O 10 de Junho era o dia da Raça. E a raça era a dos Portugueses de todos os séculos, de todas as raças e que foram de muitos continentes. Somos uma nação de pioneiros da globalização que, na universalidade, nunca perdeu a identidade, antes a foi recriando com os povos que foi encontrando. E não nos vangloriámos com irrealidades, antes tivemos também sempre um grande sentido do real e do trágico na vida dos homens e dos povos, na ascensão e queda dos Impérios e das civilizações. Ou tiveram-no os nossos melhores. E ainda que as notas “científico-humanísticas” que se adivinham sobre “desinformação e preconceito” em Camões possam vir a dizer o contrário, é difícil não ler n’Os Lusíadas grandeza, aventura, vitórias, também cupidez, servilismo, traição.

Como Fernão Lopes, como Gil Vicente, como Diogo de Couto ou Fernão Mendes Pinto, Camões é um épico lúcido que, como os clássicos gregos e latinos que o inspiraram, conhece a natureza humana (coisa que os novos puritanos do radicalismo importado parecem desconhecer), e sabe que os heróis – os seus heróis individuais, o Fundador, o Condestável, Gama ou Albuquerque – são profundamente humanos. Humanos no bom e no mau. E que o seu herói colectivo – o Povo Português – também vacilou, também esqueceu, também abandonou, também traficou, também se perdeu. E que foi um povo que, no ano da morte do poeta, perdeu a independência com a “união real” a Madrid.

Camões teve o cuidado de dar voz ao contraditório da Expansão, com o Velho do Restelo (o “Idoso do Restelo” não falaria assim), queixando-se também do “desamor às boas letras”. E no lamento final do seu poema maior, foi dizendo:

Não mais, Musa, não mais, que a Lira tenho
Destemperada e a voz enrouquecida,
E não do canto, mas de ver que venho
Cantar a gente surda e endurecida.
O favor com que mais se acende o engenho
Não no dá a pátria, não, que está metida
No gosto da cobiça e na rudeza
Duma austera, apagada e vil tristeza.

Contra a decadência e o decadentismo

Esta é também uma das nossas muitas horas de decadência, decadência crónica ou que continuamente encontramos e que alguns dos grandes pensadores e patriotas de oitocentos – como Herculano, Antero de Quental e Oliveira Martins – também viram aprofundar-se no seu tempo. Mas que diriam se estivessem hoje aqui e se confrontassem com a nossa agravada submissão e veneração ao exterior? Que diriam das delirantes ideias e práticas que não nos servem nem a ninguém mas que agora que nos chegam em virtuais caixotes…da América? E qual não seria o espanto de Camilo e de Eça ao reencontrar hoje um Portugal de Calistos Elóis, de conselheiros Acácios, de Dâmasos, de Palmas Cavalões em múltiplas réplicas tristemente actualizadas em traços caricaturais mais ridículos e mais carregados ainda?

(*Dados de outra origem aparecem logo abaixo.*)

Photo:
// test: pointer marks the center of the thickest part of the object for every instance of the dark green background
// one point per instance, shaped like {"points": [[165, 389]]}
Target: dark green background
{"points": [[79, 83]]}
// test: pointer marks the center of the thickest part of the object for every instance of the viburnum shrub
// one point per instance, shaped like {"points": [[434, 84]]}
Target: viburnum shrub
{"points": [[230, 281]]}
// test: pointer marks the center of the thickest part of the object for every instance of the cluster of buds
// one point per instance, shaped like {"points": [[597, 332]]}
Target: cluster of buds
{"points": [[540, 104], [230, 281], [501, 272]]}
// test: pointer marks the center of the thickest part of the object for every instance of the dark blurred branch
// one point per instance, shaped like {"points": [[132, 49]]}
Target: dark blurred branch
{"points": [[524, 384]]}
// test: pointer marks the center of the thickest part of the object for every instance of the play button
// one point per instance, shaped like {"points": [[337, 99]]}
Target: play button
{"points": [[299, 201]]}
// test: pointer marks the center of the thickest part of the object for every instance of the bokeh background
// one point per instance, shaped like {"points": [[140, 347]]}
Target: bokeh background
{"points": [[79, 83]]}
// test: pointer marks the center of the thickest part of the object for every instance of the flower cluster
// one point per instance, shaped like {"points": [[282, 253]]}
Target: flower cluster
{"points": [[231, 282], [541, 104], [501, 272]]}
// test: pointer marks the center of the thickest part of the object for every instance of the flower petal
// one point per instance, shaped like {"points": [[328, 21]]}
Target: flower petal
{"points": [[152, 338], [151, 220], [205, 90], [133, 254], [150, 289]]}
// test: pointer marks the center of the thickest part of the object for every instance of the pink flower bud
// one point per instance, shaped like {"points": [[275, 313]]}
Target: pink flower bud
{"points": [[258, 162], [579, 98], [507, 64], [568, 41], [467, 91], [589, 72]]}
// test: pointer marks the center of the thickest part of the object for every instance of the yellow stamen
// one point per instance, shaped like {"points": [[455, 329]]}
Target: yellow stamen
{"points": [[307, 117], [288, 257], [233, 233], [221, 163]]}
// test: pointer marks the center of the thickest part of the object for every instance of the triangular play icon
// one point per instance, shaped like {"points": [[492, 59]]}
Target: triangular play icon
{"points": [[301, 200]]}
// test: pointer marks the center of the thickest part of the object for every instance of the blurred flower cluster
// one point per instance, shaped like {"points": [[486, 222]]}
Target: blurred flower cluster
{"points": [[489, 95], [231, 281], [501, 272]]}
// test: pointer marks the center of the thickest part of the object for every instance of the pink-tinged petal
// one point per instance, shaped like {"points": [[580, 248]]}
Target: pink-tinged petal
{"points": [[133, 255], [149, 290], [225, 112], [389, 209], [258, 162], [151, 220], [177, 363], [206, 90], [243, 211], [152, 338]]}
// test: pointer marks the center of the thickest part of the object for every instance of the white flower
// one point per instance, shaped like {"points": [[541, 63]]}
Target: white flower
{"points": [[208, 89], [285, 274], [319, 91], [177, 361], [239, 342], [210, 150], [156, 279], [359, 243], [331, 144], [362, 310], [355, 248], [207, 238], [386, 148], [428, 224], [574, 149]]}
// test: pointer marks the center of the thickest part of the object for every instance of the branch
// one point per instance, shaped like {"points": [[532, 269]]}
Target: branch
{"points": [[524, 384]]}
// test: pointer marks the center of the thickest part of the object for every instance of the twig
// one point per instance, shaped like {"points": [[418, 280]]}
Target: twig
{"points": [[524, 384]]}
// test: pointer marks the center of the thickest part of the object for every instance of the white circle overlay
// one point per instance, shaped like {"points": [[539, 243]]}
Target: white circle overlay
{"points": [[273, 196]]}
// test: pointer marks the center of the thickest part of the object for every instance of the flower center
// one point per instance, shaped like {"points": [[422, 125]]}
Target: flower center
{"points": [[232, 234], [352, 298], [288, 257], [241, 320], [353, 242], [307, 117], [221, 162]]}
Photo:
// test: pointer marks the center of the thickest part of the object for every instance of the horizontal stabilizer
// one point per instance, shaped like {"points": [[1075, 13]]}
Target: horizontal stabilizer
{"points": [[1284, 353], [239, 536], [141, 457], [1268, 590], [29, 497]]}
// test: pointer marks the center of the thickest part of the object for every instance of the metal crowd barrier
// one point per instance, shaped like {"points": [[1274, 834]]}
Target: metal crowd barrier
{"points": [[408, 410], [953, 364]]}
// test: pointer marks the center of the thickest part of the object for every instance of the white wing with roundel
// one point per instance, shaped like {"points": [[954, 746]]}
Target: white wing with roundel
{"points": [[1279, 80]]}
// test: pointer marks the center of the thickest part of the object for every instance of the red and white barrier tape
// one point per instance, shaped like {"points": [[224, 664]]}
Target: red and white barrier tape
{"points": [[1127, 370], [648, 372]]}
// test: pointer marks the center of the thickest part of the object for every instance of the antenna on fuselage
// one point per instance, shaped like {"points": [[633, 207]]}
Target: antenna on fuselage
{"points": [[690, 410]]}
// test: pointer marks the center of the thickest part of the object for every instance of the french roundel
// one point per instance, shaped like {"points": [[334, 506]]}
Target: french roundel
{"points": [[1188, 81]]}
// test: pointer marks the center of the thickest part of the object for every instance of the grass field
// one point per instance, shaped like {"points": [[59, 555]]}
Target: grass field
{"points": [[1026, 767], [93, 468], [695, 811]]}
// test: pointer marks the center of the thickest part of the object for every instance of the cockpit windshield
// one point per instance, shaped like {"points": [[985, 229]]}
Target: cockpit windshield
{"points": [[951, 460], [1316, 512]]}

Toda esta bela e festiva sociedade está agora alarmada, ofendida e até assustada porque, ao fim de 47 anos de regime mais ou menos concordante, aparecem algumas vozes de discórdia.

É bom que se sinta alarmada. Mas pior que classe dirigente e a esquerda radical alarmadas é uma direita que não vê a utilidade e a utilização desse alarme para a perpetuação no poder dessa mesma classe. Uma direita ora obediente e também alarmada ora chorosa, derrotista e masoquista, descrevendo o tempo e o modo da Decadência e do Fim como um irremediável e inevitável castigo da História a que não podemos nem devemos resistir.

O 10 de Junho deve significar o contrário e inspirar e dinamizar a vontade sem medo que o povo português sempre mostrou. Resistir e mudar as coisas é e deve ser a palavra de ordem.